The call for restoration of the unfunded OPS was resisted due to its adverse impact on the exchequer. Unlike OPS, UPS is fully funded (18.5% of pay by the government and 10% by employees). Under UPS, government staff would be entitled to 50% of the average last 12 months’ basic pay and dearness allowance as a pension, inflation-adjusted dearness relief, pension to the spouse upon death of the pensioner at 60% of last pension drawn and a minimum Rs 10,000 pension. All these benefits are nearly similar to OPS, without putting the exchequer to any major fiscal risk.

“What UPS does is take care of the government employees interest, and as finance minister, I have a responsibility to say this.. it also takes care of the taxpayers’ interest, so that there is no overburdening the future generations of a heavy pension bill,” Sitharaman said.

To soften the blow to the exchequer for the assured pension scheme for the staff recruited since 2004, the Centre will not reset the basic pension after each Pay Commission award, as was the case under the OPS, sources said. According to the FY25 Budget estimate, the Centre’s pension bill would be Rs 2.43 lakh crore or 5% of the total budget.

Under NPS Vatsalya, the minimum contribution for the scheme is Rs 1,000 annually and a pension would accrue after 60 years of age.

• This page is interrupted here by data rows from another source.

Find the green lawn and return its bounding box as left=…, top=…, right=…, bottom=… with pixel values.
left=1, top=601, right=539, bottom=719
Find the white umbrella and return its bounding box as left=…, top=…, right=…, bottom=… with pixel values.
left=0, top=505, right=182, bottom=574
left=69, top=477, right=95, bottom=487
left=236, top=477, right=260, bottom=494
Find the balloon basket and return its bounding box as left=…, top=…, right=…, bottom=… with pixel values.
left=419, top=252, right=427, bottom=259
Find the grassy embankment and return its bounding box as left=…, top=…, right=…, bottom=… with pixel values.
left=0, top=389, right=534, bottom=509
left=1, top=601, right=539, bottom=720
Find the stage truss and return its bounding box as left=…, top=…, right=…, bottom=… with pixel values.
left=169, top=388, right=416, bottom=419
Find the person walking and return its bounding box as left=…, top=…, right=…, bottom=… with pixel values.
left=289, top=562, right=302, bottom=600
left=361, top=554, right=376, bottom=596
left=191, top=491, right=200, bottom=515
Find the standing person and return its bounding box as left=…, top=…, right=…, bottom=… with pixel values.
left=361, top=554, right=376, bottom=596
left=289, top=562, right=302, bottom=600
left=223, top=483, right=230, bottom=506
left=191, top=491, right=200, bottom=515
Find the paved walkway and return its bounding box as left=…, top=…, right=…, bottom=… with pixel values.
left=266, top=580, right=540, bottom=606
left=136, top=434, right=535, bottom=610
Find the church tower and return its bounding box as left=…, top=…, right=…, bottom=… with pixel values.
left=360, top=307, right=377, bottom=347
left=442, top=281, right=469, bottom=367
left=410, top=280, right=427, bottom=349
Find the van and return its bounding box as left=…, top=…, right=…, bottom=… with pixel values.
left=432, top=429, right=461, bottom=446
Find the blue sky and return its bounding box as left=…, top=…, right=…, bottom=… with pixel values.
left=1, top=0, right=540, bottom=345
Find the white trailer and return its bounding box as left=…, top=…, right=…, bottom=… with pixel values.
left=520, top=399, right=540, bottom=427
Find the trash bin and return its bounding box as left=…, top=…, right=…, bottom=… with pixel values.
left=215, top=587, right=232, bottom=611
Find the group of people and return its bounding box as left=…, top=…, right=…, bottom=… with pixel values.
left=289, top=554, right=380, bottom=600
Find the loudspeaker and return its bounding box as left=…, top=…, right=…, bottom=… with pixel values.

Sitharaman said that the NPS scheme has generated competitive returns since its inception. For the government sector, on average, NPS has given returns of 9.5% Compound Annual Growth Rate (CAGR) since its inception. For the non-government sector, the permitted asset classes have delivered CAGR returns of 14% in equity, 9.1% in corporate debt and 8.8% in Government Securities since inception of NPS.